Chung, a former model-turned-TV host, probably wouldn’t be able to reconfigure your Wi-Fi connection, but her personal Twitter account has 20,000 followers and she shows repeated evidence of fluency in web culture during the hour-long show. And to the show’s credit, it allows Chung’s strong British accent and quasi-reserved, quasi-goofy demeanor to dominate, and her strong personality will be a big factor in driving the show’s success — even Rex Sorgatz wants to be Alexa’s friend.

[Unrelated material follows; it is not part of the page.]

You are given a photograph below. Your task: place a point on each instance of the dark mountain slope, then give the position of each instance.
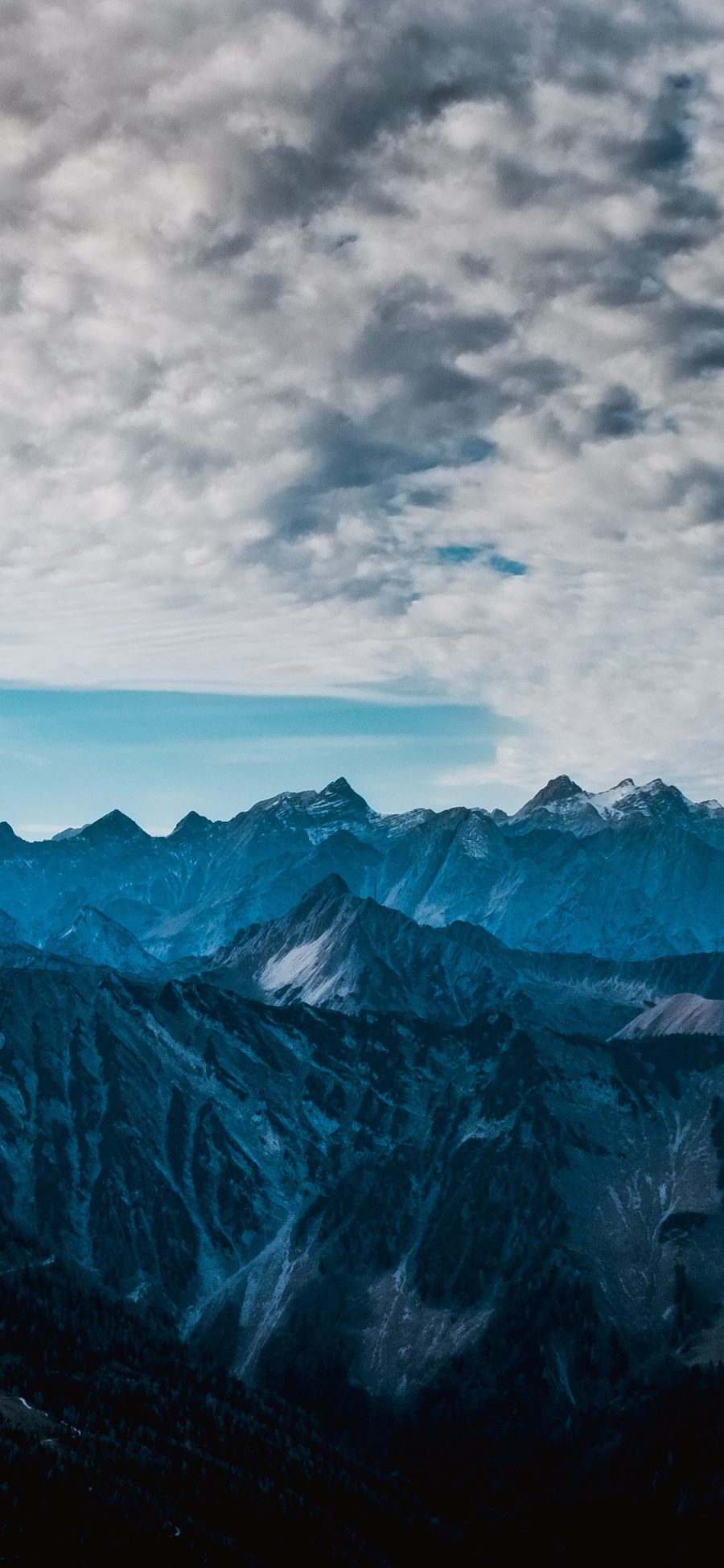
(388, 1196)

It’s On‘s aim is to make heavy use of social-networking sites, especially Facebook and Twitter, to encourage audience interaction, asking viewers to submit photos, videos and comments — and occasionally posting the results on-screen during the show. But those efforts go hand-in-hand with the show’s general obsession with Web 2.0 services. In Tuesday’s episode, Chung interviews the most photogenic members of ridiculous Facebook groups, which is slightly boring to anyone who doesn’t spend half their day filling out web quizzes and posting the results to their status updates. (Sometimes, I do miss temping.)
And oddly, that bit does not end with Chung urging viewers to visit any Facebook pages, including the one for the show — she saves that plug for the segment “Celeb for Hire,” which is also the only time a music video airs during the show. The Knobs, an indie band from Bakersfield, Calif., got the chance to have Aubrey O’Day, an actress/dancer/fashion designer/Playboy centerfold, star in a music video for their song Lick the Blade by making a video request on Facebook. Unsurprisingly, the boys’ favorite part of the video is the part where O’Day does, actually, lick the blade of a sword. If you think that’s awesome, boy, is this show for you.
In comparison to Chung’s personal Twitter account, it’s sadly pretty clear when an MTV producer is updating the official Twitter feed or Facebook page. (Capitalization is a dead giveaway, dudes.) Also, the @ItsOnAlexa account is only following eight people and doesn’t reply to any of the people Twittering it, which is kind of ridiculous given that they show, ON SCREEN, Alexa’s “Team Twit,” four interns manning laptops and wearing funny hats. Certainly at least one of those interns could be given authorization to tell, say, Twitter user Ryannnneee123 thanks for Tweeting “@ItsOnAlexa i love you so much!!! You are so amazingly hilarious!! Awesome job on the show too!!! :DD”. As is, It’s On does show heightened interest in truly making use of the social-networking tools at its fingertips. But fingers crossed that the communication will start being a bit more two-way, on-screen and off.